Imaginer, connaître, exploiter, de l'Antiquité à 1600
30 mai-3 juin 2017 Cerisy-la-Salle (France)

Contributions > Auteurs > Dectot Xavier

Quand l'ivoire venait de la mer. De quelques aspects du commerce de l'ivoire de morse brut et sculpté aux XIe et XIIe siècles.
Xavier Dectot  1, *@  
1 : National Museums of Scotland  (NMS)  -  Site web
Chambers Street Edinburgh EH1 1JF -  Royaume-Uni
* : Auteur correspondant

Même si elle y a aidé, ce n'est pas tant la pénurie d'ivoire d'éléphant que l'expansion scandinave dans l'Atlantique nord qui a entraîné le succès de l'ivoire de morse dans toute l'Europe occidentale. Expansion vers le nord, certes, avec la colonisation de l'Islande puis du Groenland, mais aussi, et peut être même davantage, vers le sud et en particulier vers les îles Britanniques.
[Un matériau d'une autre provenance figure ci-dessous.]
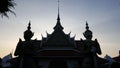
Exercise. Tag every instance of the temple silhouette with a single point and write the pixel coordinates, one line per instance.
(58, 50)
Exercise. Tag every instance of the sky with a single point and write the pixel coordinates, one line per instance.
(103, 17)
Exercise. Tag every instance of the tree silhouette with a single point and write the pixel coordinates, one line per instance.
(6, 6)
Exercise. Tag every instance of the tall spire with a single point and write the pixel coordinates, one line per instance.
(87, 27)
(87, 34)
(29, 25)
(58, 11)
(58, 24)
(28, 34)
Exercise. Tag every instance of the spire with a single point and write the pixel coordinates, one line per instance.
(58, 24)
(87, 27)
(28, 34)
(58, 11)
(29, 25)
(87, 34)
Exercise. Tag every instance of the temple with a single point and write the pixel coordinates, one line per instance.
(58, 50)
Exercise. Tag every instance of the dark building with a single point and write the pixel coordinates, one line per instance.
(58, 50)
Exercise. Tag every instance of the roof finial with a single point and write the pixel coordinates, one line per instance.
(29, 25)
(58, 11)
(87, 27)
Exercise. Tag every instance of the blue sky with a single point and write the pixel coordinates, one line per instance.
(103, 17)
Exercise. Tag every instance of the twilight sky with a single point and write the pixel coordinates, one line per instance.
(103, 17)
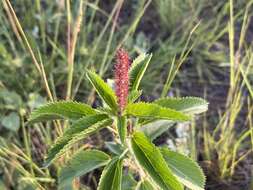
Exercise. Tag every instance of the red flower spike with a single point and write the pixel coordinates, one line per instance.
(121, 77)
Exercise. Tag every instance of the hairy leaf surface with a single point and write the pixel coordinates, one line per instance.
(80, 130)
(144, 185)
(60, 110)
(111, 176)
(185, 169)
(189, 105)
(151, 159)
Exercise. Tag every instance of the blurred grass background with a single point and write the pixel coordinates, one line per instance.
(200, 48)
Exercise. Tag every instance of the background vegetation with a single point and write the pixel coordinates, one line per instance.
(200, 48)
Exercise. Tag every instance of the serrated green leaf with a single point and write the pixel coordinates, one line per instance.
(111, 176)
(82, 163)
(189, 105)
(11, 121)
(154, 111)
(151, 159)
(144, 185)
(156, 128)
(60, 110)
(185, 169)
(103, 90)
(78, 131)
(122, 128)
(128, 182)
(114, 147)
(138, 69)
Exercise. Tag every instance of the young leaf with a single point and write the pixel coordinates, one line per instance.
(80, 130)
(189, 105)
(134, 95)
(138, 69)
(151, 159)
(115, 148)
(128, 182)
(103, 89)
(80, 164)
(154, 111)
(122, 128)
(60, 110)
(144, 185)
(186, 170)
(111, 176)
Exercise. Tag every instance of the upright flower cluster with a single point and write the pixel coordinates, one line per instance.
(121, 77)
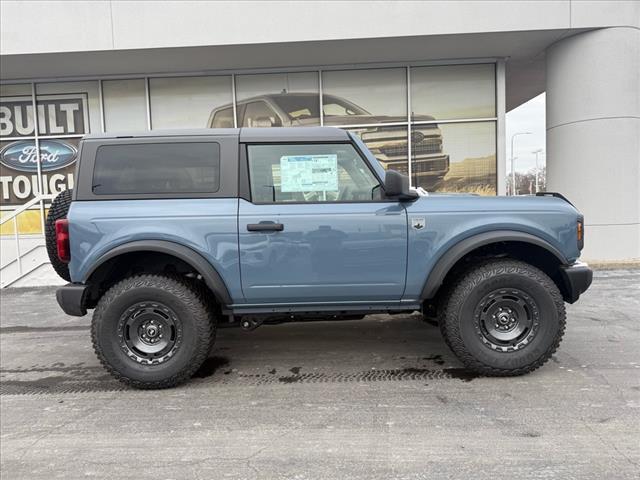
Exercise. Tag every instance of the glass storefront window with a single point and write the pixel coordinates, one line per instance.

L'objet de cette communication est de s'intéresser aux modalités de circulation de ces ivoires et à leur place tant dans le commerce du luxe que dans la circulation des formes. L'intensité de la demande a non seulement entraîné la disparition de l'espèce en Islande mais aussi, probablement, joué un rôle essentiel dans le maintien de la présence scandinave au Groenland, en particulier dans l'établissement de l'ouest, où les conditions de vie étaient les plus difficiles.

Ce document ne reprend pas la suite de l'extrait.